Entretien: Patrick Durisch
Patrick Durisch, expert pour la santé à la Déclaration de Berne, s’occupe du dossier de la délocalisation des essais cliniques dans les pays émergents et en développement. Dans ce cadre, il analyse si les entreprises pharmaceutiques multinationales comme Novartis ou Roche respectent des directives éthiques et les droits humains. Lors du deuxième Forum Actares, il a présenté ses conclusions.
Actares: Pourquoi les entreprises pharmaceutiques délocalisent-elles les essais cliniques de plus en plus dans les pays en voie de développement et les pays émergents?

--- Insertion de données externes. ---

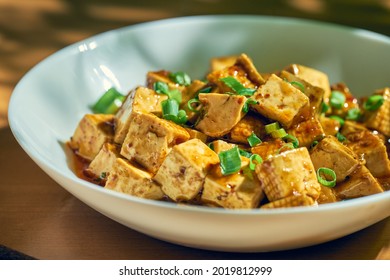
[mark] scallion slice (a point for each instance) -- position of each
(271, 127)
(292, 139)
(253, 140)
(254, 160)
(193, 101)
(323, 174)
(279, 133)
(237, 87)
(373, 102)
(339, 119)
(340, 137)
(353, 114)
(245, 153)
(109, 102)
(180, 78)
(337, 99)
(230, 161)
(248, 102)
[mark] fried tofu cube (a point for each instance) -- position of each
(91, 133)
(288, 173)
(268, 148)
(312, 76)
(141, 99)
(245, 127)
(307, 131)
(241, 190)
(370, 147)
(314, 93)
(101, 165)
(279, 101)
(196, 134)
(183, 171)
(331, 153)
(130, 179)
(149, 140)
(242, 70)
(220, 146)
(221, 113)
(290, 201)
(380, 119)
(360, 183)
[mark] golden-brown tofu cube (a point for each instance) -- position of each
(241, 190)
(91, 133)
(331, 153)
(279, 101)
(268, 148)
(307, 131)
(101, 165)
(245, 127)
(141, 99)
(380, 119)
(127, 178)
(372, 149)
(149, 139)
(288, 173)
(312, 76)
(360, 183)
(183, 171)
(221, 113)
(242, 70)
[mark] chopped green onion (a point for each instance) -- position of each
(323, 173)
(161, 87)
(313, 144)
(373, 102)
(271, 127)
(279, 133)
(287, 146)
(292, 139)
(230, 161)
(170, 111)
(339, 119)
(353, 114)
(248, 102)
(109, 102)
(245, 153)
(324, 107)
(298, 84)
(254, 158)
(180, 78)
(192, 108)
(340, 137)
(237, 87)
(337, 99)
(253, 140)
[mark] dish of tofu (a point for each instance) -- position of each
(175, 133)
(238, 138)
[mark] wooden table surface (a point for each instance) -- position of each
(40, 219)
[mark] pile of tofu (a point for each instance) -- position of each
(138, 152)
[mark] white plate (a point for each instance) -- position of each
(50, 100)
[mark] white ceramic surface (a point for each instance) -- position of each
(50, 100)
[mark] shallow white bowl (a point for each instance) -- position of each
(50, 100)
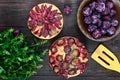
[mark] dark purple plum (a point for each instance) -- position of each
(109, 4)
(87, 11)
(94, 19)
(106, 18)
(17, 32)
(87, 20)
(101, 0)
(91, 28)
(100, 7)
(106, 24)
(114, 22)
(103, 31)
(97, 34)
(111, 31)
(112, 13)
(92, 5)
(106, 11)
(99, 23)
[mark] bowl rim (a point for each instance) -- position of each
(90, 37)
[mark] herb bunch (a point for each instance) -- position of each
(18, 58)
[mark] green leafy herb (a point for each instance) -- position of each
(18, 58)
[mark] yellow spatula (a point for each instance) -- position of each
(106, 58)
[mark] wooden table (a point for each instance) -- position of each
(14, 13)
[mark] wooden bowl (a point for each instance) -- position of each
(83, 26)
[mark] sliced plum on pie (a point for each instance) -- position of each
(60, 42)
(59, 58)
(71, 58)
(45, 21)
(56, 69)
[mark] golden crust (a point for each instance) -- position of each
(62, 52)
(54, 32)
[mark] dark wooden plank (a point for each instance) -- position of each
(14, 13)
(76, 78)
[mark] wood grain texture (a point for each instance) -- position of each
(14, 13)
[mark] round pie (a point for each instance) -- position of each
(45, 21)
(68, 57)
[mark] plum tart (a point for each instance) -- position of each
(45, 21)
(68, 57)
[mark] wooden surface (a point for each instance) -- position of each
(14, 13)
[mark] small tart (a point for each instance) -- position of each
(70, 59)
(45, 21)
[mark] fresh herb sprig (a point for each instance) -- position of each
(18, 58)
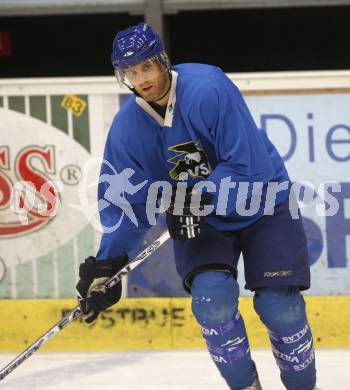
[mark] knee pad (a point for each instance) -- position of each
(280, 308)
(214, 297)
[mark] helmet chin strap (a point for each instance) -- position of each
(155, 100)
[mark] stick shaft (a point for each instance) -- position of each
(77, 312)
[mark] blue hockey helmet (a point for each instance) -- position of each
(134, 45)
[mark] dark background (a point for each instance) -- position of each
(239, 40)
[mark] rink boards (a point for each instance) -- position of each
(152, 323)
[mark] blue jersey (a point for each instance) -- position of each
(207, 134)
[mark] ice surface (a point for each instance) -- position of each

Patrick Durisch: Certains pays imposent que les tests de médicaments soient menés sur leur territoire avant toute commercialisation. Mais les motivations sont principalement financières. Une étude peut coûter jusqu’à deux à trois fois moins qu’en Suisse. Disposant d’une population importante n’ayant pas ou peu d’accès aux médicaments, il est plus facile d’y recruter des participantes et participants, ce qui permet de réduire la durée des tests. D’autre part, les pays émergents représentent un marché d’expansion très convoité des «pharmas», les multinationales pharmaceutiques, y mener des essais cliniques représente une opportunité de promouvoir ses produits et de fidéliser le milieu médical.
Quels problèmes éthiques et légaux sont posés par cette pratique?
Les personnes vulnérables participant à ces tests, souvent analphabètes, n’ont pas conscience de prendre part à une expérimentation qui comporte toujours certains risques. Elles ne sont pas, ou peu, dédommagées en cas d’effets secondaires graves. Certaines reçoivent un placebo alors qu’elles devraient disposer du meilleur traitement disponible. Dans beaucoup de pays, l’accès aux médicaments est très problématique. D’autre part, la poursuite du traitement à la fin de l’essai clinique n’est pas garantie. Des standards éthiques internationaux comme la «Déclaration d’Helsinki» ont été édictés afin de protéger les personnes participant à une étude clinique, mais les autorités des pays du Sud et de l’Est peinent à vérifier leur application. Dans ces conditions, les pharmas devraient redoubler de vigilance.
Quelle certitude ont les personnes malades en Suisse de recevoir des médicaments qui ont été mis sur le marché sur la base d’études sérieuses?
L’opacité est totale. Sur la base des informations publiées par Swissmedic, il est impossible de savoir où et dans quelles conditions les médicaments commercialisés en Suisse ont été testés. La nouvelle Loi relative à la recherche sur l’être humain améliore la protection des sujets de recherche dans notre pays mais manque le coche de la mondialisation des essais cliniques. En outre, les rapports d’essais cliniques ne sont pas rendus publics, ce qui rend toute contre-expertise scientifique indépendante difficile et empêche les médecins de faire un choix éclairé au moment de prescrire un traitement à leurs patientes et patients.
Quelles possibilités voyez-vous d’éliminer les points faibles de cette pratique?
Swissmedic doit vérifier les conditions dans lesquelles se sont déroulés ces tests de la même manière qu’il le fait pour les aspects scientifiques. En cas de doute, Swissmedic devrait pouvoir retarder l’homologation, ce qui incitera les pharmas à davantage de diligence dans ce domaine. D’autre part, il y a un urgent besoin de transparence à tous les niveaux du système. Avec son nouveau règlement sur les essais cliniques adopté en avril dernier, l’Union européenne a pris des mesures concrètes dans ce sens, alors que la Suisse est à la traîne.